His Majesty also expressed concern over the surau (prayer hall) at the school, and called for the construction of another one to promote the school’s prestige.
Earlier, the monarch commented on the enrolment process in Arabic schools, compared to more conventional schools.
“The enrolment in Arabic schools is made through a selection assessment; only those who succeed will be eligible for entrance, while those who fail to gain entry will pursue their education at conventional or public schools without any assessment,” said His Majesty.
“This puts Arabic schools on a level above the rest. In terms of learning, Arabic schools teach more subjects compared to conventional or public schools, and they offer two streams – religious and conventional – which are not found in other schools.
“This means that students at Arabic schools have an advantage in terms of learning. Many may not realise this, apart from parents and the relevant parties superintending Arabic school education. When there was encouragement and offers for the students to move from Arabic schools to a more conventional or public education stream, I was personally very surprised with such a trend. Such migration to a conventional or public school is a backward, not a forward move.
“To date, I have yet to see a thorough study being made on trends that encourage or proffer such migrations – on the good and the bad, or the gains and the losses. Such trends are becoming an annual routine.”
His Majesty also described Arabic school education as a “pillar for this world and in the hereafter. Hence, there is a need for the administration to be perfect, particularly in terms of comfort and safety, where the latter is paramount and should not be compromised.”
During the visit, His Majesty inspected the multi-purpose hall and interacted with the students. The monarch also toured the school canteen and viewed its cleanliness.

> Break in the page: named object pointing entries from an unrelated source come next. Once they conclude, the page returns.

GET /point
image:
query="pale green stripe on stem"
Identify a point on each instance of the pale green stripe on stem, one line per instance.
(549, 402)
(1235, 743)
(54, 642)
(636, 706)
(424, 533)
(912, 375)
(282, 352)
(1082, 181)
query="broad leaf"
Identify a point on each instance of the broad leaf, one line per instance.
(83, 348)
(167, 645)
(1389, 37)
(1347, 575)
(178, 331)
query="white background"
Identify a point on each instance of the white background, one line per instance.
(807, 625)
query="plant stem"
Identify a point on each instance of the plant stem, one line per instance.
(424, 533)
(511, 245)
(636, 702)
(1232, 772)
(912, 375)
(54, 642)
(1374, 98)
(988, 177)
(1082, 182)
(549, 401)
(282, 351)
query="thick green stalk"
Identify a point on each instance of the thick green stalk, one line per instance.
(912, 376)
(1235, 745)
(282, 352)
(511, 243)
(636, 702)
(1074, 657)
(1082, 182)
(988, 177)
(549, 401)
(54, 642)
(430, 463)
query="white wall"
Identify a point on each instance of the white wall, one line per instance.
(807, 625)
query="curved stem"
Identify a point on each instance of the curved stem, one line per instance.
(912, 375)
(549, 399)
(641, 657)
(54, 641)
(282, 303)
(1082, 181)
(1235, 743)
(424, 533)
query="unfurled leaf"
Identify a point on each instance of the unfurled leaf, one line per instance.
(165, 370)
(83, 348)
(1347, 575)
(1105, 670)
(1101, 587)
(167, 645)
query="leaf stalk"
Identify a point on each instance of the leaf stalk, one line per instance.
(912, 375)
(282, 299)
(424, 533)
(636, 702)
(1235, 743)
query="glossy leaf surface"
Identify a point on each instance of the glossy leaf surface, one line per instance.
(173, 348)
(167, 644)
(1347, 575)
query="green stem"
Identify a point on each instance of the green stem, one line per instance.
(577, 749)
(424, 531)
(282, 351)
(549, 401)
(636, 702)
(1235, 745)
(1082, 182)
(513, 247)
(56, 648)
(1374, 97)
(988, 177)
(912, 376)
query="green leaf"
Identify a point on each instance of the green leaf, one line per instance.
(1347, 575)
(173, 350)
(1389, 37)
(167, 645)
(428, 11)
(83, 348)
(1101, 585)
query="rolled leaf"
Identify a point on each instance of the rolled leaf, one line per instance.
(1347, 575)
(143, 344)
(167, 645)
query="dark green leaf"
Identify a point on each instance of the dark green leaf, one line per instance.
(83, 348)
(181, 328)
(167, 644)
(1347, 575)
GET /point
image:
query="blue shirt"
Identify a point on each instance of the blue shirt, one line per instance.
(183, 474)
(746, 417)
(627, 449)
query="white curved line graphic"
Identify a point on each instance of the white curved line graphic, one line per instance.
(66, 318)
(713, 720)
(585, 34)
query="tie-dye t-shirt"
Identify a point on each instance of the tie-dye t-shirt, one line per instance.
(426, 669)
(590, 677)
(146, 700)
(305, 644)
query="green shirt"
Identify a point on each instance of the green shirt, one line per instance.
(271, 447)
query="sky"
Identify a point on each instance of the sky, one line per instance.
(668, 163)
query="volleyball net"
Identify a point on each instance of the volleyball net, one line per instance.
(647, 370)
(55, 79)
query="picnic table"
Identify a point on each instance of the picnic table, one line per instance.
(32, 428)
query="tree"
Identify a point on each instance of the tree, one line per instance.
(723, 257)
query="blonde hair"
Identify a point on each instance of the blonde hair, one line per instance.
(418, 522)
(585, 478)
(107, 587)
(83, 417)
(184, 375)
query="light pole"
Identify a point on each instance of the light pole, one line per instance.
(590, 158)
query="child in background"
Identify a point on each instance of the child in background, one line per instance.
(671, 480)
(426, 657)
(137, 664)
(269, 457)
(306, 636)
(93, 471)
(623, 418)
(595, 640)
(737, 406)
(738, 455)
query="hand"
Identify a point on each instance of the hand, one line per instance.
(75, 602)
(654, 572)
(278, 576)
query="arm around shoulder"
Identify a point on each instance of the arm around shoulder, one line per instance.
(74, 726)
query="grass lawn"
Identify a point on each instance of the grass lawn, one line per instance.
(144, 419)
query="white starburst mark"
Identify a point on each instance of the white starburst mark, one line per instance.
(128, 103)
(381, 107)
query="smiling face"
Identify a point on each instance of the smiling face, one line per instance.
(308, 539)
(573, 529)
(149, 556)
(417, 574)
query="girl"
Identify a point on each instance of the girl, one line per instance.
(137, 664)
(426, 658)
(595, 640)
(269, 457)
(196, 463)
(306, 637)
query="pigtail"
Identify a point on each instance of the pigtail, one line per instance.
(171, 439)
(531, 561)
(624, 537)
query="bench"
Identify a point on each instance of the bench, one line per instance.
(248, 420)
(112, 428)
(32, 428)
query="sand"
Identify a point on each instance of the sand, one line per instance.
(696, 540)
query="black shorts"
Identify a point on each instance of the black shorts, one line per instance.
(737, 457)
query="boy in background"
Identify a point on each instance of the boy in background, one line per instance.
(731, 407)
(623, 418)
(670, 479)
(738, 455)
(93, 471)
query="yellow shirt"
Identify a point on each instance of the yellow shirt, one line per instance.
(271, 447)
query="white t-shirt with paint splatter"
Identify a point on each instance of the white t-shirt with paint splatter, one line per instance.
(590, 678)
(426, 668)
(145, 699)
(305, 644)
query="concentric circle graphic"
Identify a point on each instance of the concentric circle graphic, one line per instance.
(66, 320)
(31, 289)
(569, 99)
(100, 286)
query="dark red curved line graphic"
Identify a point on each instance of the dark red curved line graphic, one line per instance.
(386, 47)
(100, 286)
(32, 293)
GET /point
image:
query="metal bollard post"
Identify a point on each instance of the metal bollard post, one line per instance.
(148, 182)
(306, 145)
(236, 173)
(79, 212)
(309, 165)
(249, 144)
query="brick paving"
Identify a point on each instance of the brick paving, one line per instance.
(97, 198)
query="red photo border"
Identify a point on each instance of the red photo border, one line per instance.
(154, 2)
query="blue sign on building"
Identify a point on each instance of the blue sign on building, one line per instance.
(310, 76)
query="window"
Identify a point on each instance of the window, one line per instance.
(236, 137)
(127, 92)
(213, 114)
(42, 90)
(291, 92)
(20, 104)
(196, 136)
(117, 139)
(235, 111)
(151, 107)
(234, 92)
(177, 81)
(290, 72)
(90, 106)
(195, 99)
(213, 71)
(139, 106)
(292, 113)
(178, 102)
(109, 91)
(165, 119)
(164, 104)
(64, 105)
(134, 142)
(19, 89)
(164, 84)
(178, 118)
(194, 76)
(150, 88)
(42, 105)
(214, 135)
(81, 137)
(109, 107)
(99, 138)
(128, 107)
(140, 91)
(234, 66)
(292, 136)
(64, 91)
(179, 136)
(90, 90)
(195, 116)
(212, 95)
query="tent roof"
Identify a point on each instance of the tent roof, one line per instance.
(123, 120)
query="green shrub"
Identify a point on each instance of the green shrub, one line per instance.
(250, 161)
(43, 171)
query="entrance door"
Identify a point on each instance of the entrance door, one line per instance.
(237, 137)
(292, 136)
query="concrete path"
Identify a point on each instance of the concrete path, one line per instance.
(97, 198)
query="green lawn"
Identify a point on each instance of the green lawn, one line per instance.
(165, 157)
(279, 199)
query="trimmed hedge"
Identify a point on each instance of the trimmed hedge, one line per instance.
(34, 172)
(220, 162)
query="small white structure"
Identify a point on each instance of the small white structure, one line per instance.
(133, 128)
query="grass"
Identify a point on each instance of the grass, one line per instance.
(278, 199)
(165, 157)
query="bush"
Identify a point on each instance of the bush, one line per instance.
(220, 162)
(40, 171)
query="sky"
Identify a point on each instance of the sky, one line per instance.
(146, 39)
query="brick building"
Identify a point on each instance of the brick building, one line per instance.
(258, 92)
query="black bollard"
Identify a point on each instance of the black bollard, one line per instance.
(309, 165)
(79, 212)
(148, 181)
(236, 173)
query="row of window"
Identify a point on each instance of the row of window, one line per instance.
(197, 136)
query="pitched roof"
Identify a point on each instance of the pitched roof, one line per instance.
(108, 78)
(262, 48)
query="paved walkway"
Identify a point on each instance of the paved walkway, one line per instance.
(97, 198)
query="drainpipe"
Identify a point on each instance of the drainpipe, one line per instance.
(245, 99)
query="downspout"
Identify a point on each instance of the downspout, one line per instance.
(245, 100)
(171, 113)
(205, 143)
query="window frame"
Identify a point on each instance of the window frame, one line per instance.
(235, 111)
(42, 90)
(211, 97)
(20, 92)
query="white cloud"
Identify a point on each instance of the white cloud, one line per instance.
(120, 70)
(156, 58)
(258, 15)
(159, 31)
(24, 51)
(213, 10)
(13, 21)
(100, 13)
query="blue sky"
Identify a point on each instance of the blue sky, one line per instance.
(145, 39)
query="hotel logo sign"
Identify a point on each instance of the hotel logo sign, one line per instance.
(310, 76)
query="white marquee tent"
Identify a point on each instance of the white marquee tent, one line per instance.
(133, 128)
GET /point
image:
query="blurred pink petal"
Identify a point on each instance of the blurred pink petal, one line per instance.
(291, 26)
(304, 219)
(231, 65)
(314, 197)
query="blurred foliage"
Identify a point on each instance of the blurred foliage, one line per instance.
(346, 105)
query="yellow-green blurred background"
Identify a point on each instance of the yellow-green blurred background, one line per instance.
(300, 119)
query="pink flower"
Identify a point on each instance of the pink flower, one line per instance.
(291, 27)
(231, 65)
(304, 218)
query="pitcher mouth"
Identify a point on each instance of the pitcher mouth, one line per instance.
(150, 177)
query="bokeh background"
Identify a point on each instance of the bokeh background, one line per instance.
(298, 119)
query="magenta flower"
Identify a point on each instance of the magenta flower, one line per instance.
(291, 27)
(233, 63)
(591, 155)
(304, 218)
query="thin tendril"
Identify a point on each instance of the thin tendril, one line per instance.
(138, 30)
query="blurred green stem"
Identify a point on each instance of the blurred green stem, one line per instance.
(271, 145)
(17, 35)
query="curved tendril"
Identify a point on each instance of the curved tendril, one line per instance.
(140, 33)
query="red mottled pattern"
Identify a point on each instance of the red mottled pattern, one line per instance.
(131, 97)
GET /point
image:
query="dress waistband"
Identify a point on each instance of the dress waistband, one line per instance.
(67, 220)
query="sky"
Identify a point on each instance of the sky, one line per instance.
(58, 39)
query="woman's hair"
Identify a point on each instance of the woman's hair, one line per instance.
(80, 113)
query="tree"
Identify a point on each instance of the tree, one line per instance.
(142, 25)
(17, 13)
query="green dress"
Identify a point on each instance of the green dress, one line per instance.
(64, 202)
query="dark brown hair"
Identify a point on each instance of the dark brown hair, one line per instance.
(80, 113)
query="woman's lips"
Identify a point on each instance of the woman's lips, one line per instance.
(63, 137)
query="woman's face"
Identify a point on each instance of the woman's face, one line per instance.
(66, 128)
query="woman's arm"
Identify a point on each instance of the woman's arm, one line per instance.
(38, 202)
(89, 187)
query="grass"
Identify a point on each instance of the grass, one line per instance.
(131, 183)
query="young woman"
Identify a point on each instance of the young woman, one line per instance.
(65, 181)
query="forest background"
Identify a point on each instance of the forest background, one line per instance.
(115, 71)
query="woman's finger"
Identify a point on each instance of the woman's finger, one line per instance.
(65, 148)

Later, His Majesty held a closed door session with the school teachers.
The new Arabic school began the academic year of 2019 with around 1,700 students, 150 teachers and 16 staff members.
The school accommodates male students from Year 5 to Year 11, and this year, it has witnessed an enrolment of 293 Year 5 students.
The school premises are equipped with a science laboratory, hostel and library. Located on a 20-hectare site, it was constructed under the 10th National Development Plan and cost around BND48 million.
Following the visit to the school, His Majesty made a visit to the Lambak Religious School which is located at Jalan Bedil and still under construction.